The Indigenous Child Welfare Law became an Act of Parliament on June 21, 2019. The bill’s purpose is to recognize First Nations, Inuit and Métis jurisdiction over child and family services, as part of an inherent Indigenous right to self-governance in response to the Truth and Reconciliation Commission’s Call to Action #4.

In a statement, the Supreme Court of Canada said that the pith and substance of the act is to protect the well-being of Indigenous children, youth and families by promoting the delivery of culturally appropriate child and family services and, in so doing, to advance the process of reconciliation with Indigenous peoples.

“This ruling reaffirms the sovereignty of our Nation’s Acts and Legislations that supersede Canadian laws over the rights of our children,” said Cowessess First Nation Chief Erica Beaudin in a statement. “The miyo-pimatisiwin Act, and our own Constitution Act reaffirm what we as a Nation have always held true: Cowessess First Nation is a sovereign nation with the ability to create, implement and enforce our own acts, legislations and structures according to our inherent Treaty Rights.”

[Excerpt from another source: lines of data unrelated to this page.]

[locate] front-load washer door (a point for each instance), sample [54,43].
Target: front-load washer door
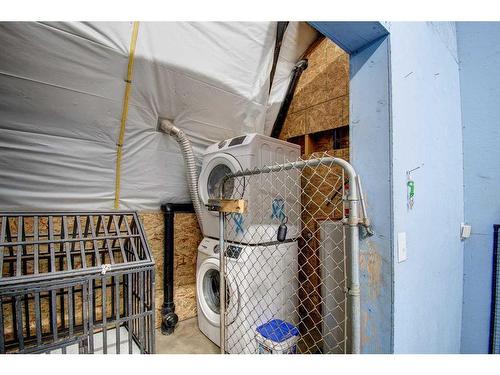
[212,174]
[207,293]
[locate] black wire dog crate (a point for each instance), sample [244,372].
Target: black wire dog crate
[75,283]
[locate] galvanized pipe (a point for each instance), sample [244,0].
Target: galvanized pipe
[353,222]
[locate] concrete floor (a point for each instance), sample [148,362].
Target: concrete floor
[186,339]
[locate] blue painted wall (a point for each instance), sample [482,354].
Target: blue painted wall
[427,133]
[406,113]
[479,54]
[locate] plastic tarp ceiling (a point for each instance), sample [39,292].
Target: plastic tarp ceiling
[61,96]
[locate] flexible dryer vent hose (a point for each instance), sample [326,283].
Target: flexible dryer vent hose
[189,162]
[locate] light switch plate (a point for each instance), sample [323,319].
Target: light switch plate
[402,254]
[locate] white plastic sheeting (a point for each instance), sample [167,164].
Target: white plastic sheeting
[61,98]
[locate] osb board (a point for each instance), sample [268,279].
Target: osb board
[321,98]
[187,236]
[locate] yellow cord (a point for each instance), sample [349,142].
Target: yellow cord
[123,122]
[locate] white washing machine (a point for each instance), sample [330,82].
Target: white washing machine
[261,285]
[247,153]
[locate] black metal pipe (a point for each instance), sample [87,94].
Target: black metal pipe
[280,119]
[169,317]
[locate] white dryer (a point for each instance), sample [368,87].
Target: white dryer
[261,285]
[247,153]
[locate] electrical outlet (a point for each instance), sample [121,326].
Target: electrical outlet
[402,254]
[465,230]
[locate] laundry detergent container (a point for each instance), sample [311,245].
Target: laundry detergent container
[277,337]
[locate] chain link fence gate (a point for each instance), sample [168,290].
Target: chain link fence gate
[290,281]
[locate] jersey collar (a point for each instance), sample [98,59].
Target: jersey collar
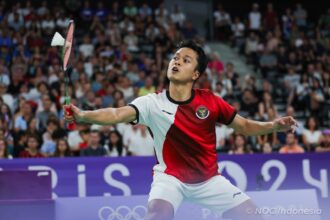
[181,102]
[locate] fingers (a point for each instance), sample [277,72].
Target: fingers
[69,113]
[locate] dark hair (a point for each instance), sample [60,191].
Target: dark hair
[202,59]
[67,152]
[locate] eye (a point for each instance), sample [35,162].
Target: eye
[186,60]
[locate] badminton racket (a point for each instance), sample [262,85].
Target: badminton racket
[66,44]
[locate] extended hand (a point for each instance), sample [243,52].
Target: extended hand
[285,124]
[72,113]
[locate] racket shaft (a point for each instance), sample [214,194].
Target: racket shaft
[71,125]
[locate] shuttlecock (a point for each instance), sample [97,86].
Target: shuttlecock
[57,40]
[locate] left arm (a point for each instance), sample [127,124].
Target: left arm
[250,127]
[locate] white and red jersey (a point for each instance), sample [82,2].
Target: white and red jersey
[184,132]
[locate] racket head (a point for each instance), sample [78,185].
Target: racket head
[68,43]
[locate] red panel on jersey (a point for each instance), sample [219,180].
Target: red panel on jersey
[189,148]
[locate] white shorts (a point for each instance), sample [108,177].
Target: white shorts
[216,193]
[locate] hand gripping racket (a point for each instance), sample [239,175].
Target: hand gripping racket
[66,44]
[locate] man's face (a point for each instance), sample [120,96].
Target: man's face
[290,140]
[182,67]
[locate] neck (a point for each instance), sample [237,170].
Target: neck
[180,92]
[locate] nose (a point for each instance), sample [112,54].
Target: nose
[177,63]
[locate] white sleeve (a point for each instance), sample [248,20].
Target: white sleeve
[142,107]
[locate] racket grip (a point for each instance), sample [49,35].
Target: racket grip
[71,125]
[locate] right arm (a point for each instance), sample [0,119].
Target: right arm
[103,116]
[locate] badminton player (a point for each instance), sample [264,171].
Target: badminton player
[182,120]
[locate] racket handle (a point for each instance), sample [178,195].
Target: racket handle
[71,125]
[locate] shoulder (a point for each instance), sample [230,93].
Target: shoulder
[203,92]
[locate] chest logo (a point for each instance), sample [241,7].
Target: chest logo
[202,112]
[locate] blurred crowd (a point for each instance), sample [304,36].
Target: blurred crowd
[121,51]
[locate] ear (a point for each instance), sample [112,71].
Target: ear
[196,75]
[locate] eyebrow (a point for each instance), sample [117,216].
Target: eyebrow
[185,55]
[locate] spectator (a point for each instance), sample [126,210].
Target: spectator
[270,18]
[311,135]
[32,148]
[86,12]
[223,134]
[21,122]
[101,11]
[177,16]
[255,18]
[4,150]
[222,23]
[291,80]
[139,141]
[147,88]
[62,148]
[266,148]
[46,113]
[290,111]
[238,30]
[291,145]
[324,145]
[188,30]
[86,48]
[265,105]
[300,15]
[94,148]
[115,145]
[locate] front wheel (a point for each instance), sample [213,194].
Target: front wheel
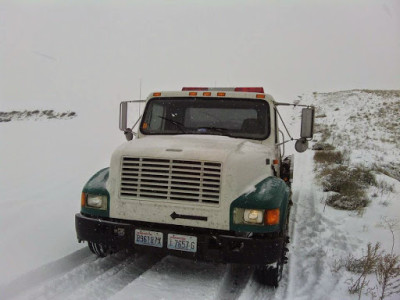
[100,250]
[269,275]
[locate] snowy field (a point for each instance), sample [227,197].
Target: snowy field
[48,162]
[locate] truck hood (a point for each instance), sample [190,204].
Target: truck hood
[244,162]
[243,165]
[199,147]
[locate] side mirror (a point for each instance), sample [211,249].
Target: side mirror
[301,145]
[307,123]
[123,121]
[129,134]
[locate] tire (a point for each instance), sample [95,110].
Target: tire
[100,250]
[268,275]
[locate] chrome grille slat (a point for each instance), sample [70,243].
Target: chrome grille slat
[167,179]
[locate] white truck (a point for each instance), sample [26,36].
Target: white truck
[202,178]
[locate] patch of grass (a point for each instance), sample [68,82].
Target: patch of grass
[323,146]
[328,157]
[347,183]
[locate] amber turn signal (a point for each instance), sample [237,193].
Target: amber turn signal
[272,216]
[83,199]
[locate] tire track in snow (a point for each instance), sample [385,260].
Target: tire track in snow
[234,281]
[176,278]
[81,281]
[34,278]
[309,269]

The miyo-pimatisiwin Act was established in April 2021, asserting jurisdiction over Cowessess First Nations children in care on and off reserve. Cowessess was the first First Nation to develop and implement its own act governing the rights of the child, building upon Bill C-92.

Beaudin also commended Gitxsan child welfare activist Cindy Blackstock and her team for paving the way for legislation benefitting Indigenous children and families.

“Just as families across the country have the right to raise their children in culturally appropriate surroundings, so too do Canada’s Métis, First Nations and Inuit peoples,” said Métis Nation Saskatchewan’s Vice President and Minister of Justice Michelle LeClair in a statement Friday. LeClair commended the nation’s highest court for its “thoughtful and meaningful deliberation” and welcomed the landmark victory.

Hajdu and Anandasangaree also commended the victory.

“Today’s opinion upholds a groundbreaking law in this country that affirms the right of Indigenous communities to care for their children and keep them connected to their culture, something families have waited a long time for,” said a statement following the decision.